Indian Rupee
Indian Rupee Reuters

The Indian rupee rebounded on Tuesday after Reserve Bank of India's (RBI) intervention and profit booking by foreign banks, and gained 20 paise.

The rupee touched a historic low of 53.975 to the dollar Monday as the American currency strengthened from euro zone's political and economic crisis in global markets.

Early morning trade saw the rupee drop to 54.07 against a dollar, and central bank intervention strengthened it to 53.83 in the morning session.

In the afternoon session, the rupee was trading at 53.75 and later dropped to 53.88/89 to the dollar.

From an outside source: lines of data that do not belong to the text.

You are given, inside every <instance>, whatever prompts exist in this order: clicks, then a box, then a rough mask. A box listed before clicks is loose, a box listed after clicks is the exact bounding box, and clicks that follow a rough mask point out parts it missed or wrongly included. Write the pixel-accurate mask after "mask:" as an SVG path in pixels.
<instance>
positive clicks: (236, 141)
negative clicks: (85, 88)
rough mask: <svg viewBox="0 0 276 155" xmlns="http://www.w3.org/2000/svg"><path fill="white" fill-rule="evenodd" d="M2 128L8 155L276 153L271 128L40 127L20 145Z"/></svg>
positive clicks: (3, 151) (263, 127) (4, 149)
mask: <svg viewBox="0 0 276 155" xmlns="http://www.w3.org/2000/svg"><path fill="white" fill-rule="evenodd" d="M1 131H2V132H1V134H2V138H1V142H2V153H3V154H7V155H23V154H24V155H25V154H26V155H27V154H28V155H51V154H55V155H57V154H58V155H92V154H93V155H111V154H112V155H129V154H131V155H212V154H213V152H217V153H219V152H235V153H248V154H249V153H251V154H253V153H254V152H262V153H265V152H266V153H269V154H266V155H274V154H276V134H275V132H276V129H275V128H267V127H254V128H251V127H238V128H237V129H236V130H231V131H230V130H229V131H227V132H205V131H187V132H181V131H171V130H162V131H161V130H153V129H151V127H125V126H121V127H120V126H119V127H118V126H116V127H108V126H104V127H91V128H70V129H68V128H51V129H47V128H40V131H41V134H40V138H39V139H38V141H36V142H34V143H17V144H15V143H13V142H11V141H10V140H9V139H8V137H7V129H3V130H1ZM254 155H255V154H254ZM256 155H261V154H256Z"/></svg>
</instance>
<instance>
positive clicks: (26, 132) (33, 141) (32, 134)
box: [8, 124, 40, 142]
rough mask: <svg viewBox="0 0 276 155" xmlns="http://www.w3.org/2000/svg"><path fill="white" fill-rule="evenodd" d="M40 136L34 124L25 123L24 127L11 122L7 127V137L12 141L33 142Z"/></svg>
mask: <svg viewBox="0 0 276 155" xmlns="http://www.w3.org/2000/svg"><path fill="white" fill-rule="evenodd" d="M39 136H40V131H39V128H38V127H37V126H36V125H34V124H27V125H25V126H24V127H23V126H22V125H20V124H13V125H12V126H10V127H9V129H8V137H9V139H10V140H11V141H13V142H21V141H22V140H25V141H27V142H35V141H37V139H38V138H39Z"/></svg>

RBI has strongly intervened in the forex market to defend the rupee as it has been steadily losing against the greenback due to multiple reasons, ranging from the country's trade deficit, heavy demand for dollar, euro zone crisis and the government's policy confusions that discouraged foreign investments.

RBI reportedly has sold $400-$500 million in spot and forward markets.

RBI has taken several measures of late, from selling dollars to asking exporters to convert 50 percent of their foreign earnings in the Exchange Earner's Foreign Currency (EEFC) account into rupees.

However, analysts believe that RBI's intervention will have limited impact in the long run as it is not backed by government policies. Further the current low in rupee is also due to a strong dollar in global markets because of the euro zone economic crisis and weak markets.

The central bank will likely continue intervening and regulatory measures will keep coming in. Tinkering with the domestic dollar supply is not the same as encouraging capital inflows, which will need a change in the global backdrop, Piranha Kishore, a foreign-exchange strategist at Standard Chartered in Mumbai told Bloomberg.

Tuesday also saw heavy selling of dollars by nationalized banks as they liquidated their dollar holdings helping the rupee gain against the dollar. Meanwhile, foreign banks also started selling dollars to book profit as they expected RBI to defend the rupee's 54.00 level against the dollar.

RBI intervened in the market at 54.7 level but stayed out after that. It is strengthening now as foreign banks are selling dollars to book profit, a Bloomberg report quoted a senior currency dealer at a foreign bank as saying.